Der rechtspopulistische Rassemblement National (RN) könnte nach der zweiten Runde der französischen Parlamentswahl die Regierungsgeschäfte übernehmen. Viele französische Diplomaten fürchten, nun eine rechte Regierung vertreten zu müssen.

Nur wenige wagen es, öffentlich darüber zu sprechen, aber das Thema ist im Vorfeld der entscheidenden zweiten Wahlrunde am 7. Juli in aller Munde: zwischen Freunden, Kollegen und in privaten Whatsapp-Gruppen.

Im ersten Wahlgang am 30. Juni hatte der RN der Rechtspopulistin Marine Le Pen die Nase vorn, gefolgt vom Linksbündnis. Die Liste von Präsident Emmanuel Macron folgte abgeschlagen an dritter Stelle.

„Es ist eine Schande“, sagte ein französischer Beamter, der in einem europäischen Land arbeitet, und brachte damit die Gefühle vieler Kollegen auf den Punkt.

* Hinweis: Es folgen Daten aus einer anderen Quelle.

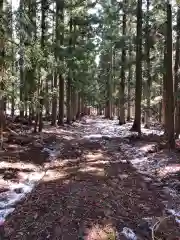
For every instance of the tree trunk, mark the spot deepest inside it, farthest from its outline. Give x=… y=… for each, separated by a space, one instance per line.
x=148 y=68
x=138 y=91
x=61 y=100
x=21 y=60
x=54 y=100
x=177 y=77
x=69 y=80
x=61 y=78
x=169 y=96
x=122 y=84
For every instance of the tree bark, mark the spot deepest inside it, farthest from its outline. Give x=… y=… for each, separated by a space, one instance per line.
x=138 y=91
x=123 y=60
x=169 y=96
x=177 y=77
x=148 y=69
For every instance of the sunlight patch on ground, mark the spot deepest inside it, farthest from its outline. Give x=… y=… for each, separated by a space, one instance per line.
x=176 y=214
x=52 y=175
x=94 y=156
x=147 y=147
x=93 y=170
x=129 y=234
x=169 y=169
x=100 y=233
x=18 y=165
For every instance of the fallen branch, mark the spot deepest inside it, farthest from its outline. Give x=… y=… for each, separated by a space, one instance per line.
x=157 y=225
x=12 y=131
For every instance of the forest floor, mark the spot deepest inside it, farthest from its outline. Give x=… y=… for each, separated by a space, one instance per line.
x=93 y=180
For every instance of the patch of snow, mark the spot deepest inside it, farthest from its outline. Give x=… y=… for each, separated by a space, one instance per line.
x=4 y=213
x=129 y=234
x=18 y=191
x=176 y=214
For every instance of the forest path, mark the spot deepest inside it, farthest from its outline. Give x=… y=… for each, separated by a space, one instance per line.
x=91 y=190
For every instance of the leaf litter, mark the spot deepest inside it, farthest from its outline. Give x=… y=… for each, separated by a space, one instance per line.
x=99 y=174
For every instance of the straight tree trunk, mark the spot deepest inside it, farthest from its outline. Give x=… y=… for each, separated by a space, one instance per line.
x=122 y=84
x=69 y=80
x=148 y=69
x=129 y=93
x=138 y=91
x=2 y=71
x=21 y=60
x=169 y=96
x=177 y=77
x=61 y=78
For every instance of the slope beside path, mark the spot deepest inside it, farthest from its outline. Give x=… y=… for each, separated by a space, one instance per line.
x=101 y=183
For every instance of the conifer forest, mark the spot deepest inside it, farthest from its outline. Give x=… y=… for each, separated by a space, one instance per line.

„Alle fragen sich, was zu tun ist, wenn die extreme Rechte an die Macht kommt. Einige hoffen, in kleinen Botschaften vergessen zu werden, aber andere befinden sich in exponierten Positionen und werden täglich Anweisungen aus Paris erhalten. Und sie werden sie umsetzen müssen.“

Frankreich verfügt über eines der dichtesten diplomatischen Netze der Welt, mit 163 Botschaften, sechzehn ständigen Vertretungen bei multilateralen Organisationen (Europäische Union, Vereinte Nationen, OECD, UNESCO, NATO usw.) und tausend französischen Instituten und Bündnissen.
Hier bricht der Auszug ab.